Fast Track status helps to shorten the time it takes to develop and approve a drug that’s been designed to treat a serious condition and fill an unmet medical need. With this designation, Revalesio may be able to have more frequent communications with the FDA, and RNS60 might be eligible for accelerated approval and priority review.
RNS60 is designed to act on inflammatory processes associated with ALS and thereby prevent damage to cells and tissues. In ALS, motor neurons (nerve cells that control muscle cells) are gradually lost. As these motor neurons are lost, the muscles they control become weak and then nonfunctional. There are only three medications approved by the FDA to treat ALS: riluzole (Rilutek); the recently approved TIGLUTIK, an oral suspension form of riluzole; and edaravone (Radicava). However, there is no cure.

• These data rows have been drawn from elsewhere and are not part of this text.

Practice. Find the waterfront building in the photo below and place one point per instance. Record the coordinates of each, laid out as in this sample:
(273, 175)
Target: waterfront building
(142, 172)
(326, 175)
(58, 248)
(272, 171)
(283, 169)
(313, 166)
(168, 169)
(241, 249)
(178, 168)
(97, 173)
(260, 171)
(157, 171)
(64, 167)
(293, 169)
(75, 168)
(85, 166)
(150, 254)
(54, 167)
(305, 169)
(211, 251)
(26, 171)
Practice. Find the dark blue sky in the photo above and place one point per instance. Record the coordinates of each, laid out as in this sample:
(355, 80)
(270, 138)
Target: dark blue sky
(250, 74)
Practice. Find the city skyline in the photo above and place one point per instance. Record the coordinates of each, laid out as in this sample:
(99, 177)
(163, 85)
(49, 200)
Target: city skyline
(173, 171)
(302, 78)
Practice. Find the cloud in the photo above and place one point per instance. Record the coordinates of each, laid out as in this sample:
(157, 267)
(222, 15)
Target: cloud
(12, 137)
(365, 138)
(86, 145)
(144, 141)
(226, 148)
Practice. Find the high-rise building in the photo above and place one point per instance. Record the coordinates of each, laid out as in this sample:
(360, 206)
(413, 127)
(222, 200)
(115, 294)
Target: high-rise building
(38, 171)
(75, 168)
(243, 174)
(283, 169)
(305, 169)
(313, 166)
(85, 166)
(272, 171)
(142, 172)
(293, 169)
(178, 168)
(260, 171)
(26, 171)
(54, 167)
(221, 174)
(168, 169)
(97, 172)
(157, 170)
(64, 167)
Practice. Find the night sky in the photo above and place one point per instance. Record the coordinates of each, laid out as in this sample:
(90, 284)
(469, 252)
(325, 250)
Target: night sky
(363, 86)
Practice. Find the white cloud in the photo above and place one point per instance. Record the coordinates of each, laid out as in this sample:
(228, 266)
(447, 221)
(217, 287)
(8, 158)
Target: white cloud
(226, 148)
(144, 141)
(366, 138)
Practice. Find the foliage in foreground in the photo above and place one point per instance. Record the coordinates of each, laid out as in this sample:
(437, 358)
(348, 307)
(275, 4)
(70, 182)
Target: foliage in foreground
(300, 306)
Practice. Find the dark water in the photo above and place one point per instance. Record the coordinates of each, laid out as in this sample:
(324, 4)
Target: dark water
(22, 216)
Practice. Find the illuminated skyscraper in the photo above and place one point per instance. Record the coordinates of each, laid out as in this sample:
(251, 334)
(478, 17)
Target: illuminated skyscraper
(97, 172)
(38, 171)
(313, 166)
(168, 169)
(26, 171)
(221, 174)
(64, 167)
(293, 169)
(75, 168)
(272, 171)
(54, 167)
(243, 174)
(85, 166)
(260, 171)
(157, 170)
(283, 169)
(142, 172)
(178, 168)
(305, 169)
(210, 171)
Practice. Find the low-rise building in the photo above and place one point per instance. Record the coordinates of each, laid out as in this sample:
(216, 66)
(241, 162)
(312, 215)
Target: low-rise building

According to the company, RNS60 is an electrokinetically altered aqueous fluid made up of saline and oxygen. Revalesio’s patented Revalesio Pump (RP) processes this fluid to create charge-stabilized nanostructures (CSNs) that hold electrical fields (electrical fields exert force on other charged particles around them). RNS60 can be administered intravenously or by inhalation.
Preclinical in vitro and in vivo studies in multiple disease models have indicated that RNS60 may have anti-inflammatory effects, including decreased microglia activation, increased numbers of Treg lymphocytes and neuroprotection. In a recently completed open-label pilot study designed to evaluate the safety and tolerability of RNS60 in ALS patients, the drug appeared to be well-tolerated, with no serious side effects.
A multicenter, randomized, double-blind, placebo-controlled Phase 2 trial aimed at evaluating the safety and potential therapeutic effect of RNS60 is currently enrolling participants in Italy and the U.S. The study’s goal is to see how the drug might affect ALS biomarkers and disease progression.